Veteran Iraqi politician Hoshyar Zebari, pictured here in September 2017
— Baghdad (AFP)

Iraq's supreme court on Sunday ruled out a bid by veteran politician Hoshyar Zebari to run for president after a complaint filed against him over corruption charges.

Zebari, 68, who served as foreign minister for a decade after the 2003 US-led invasion that toppled dictator Saddam Hussein, was previously "suspended" from the race on February 6, on the eve of the scheduled date for a presidential vote in parliament in which he was the favourite.

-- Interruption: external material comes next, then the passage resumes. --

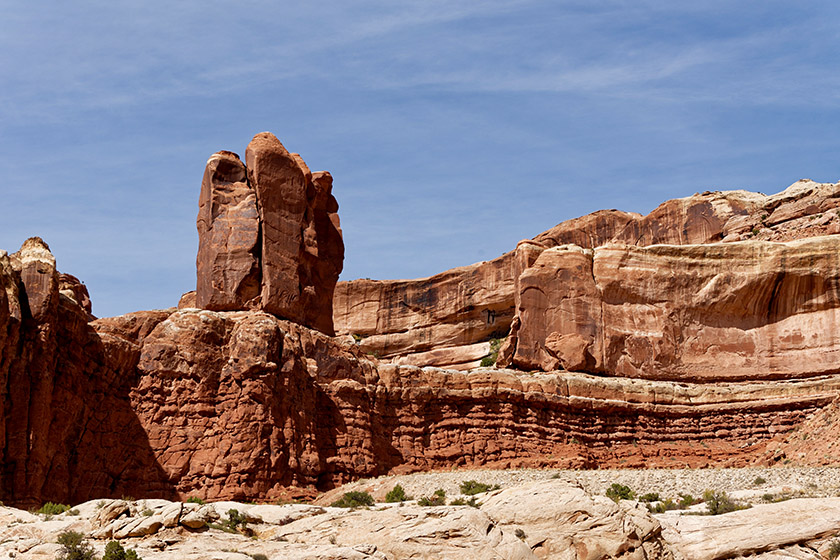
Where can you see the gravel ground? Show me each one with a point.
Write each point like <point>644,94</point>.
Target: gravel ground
<point>668,483</point>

MPs submitted a complaint against Zebari before the supreme court, on the grounds that his participation would have been "unconstitutional" because of the outstanding corruption charges and on the basis of reputation.

"The federal court decided in its verdict to invalidate the candidacy of Hoshyar Zebari to the post of president of the republic," state news agency INA announced.

On Tuesday, parliament announced the reopening of registration for candidates to the largely ceremonial post of president that is reserved for Iraq's Kurds, after a delay for lack of a quorum.

Zebari, also a former finance minister, was initially tipped as a favourite out of a total of 25 candidates, along with incumbent President Barham Saleh.

The complainants cited Zebari's 2016 dismissal from the post of finance minister by parliament "over charges linked to financial and administrative corruption".

Public funds worth $1.8 million were allegedly diverted to pay for airline tickets for his personal security detail.

The complaint also cited at least two other judicial cases linked to Zebari.

"I have not been convicted in any court," Zebari said in a television interview last week, as the charges resurfaced on the eve of the scheduled election, alongside forecasts that he would unseat Saleh for the four-year posting.

A new date for MPs to elect a president has yet to be announced, and no fresh candidate list has been released.

Iraqi politics have been in turmoil since general elections were held in October.

The polls were marred by record-low turnout, post-election threats and violence, and a delay of several months until final results were confirmed.

Intense negotiations among political groups have since failed to form a majority parliamentary coalition to name a new prime minister to succeed Mustafa al-Kadhimi.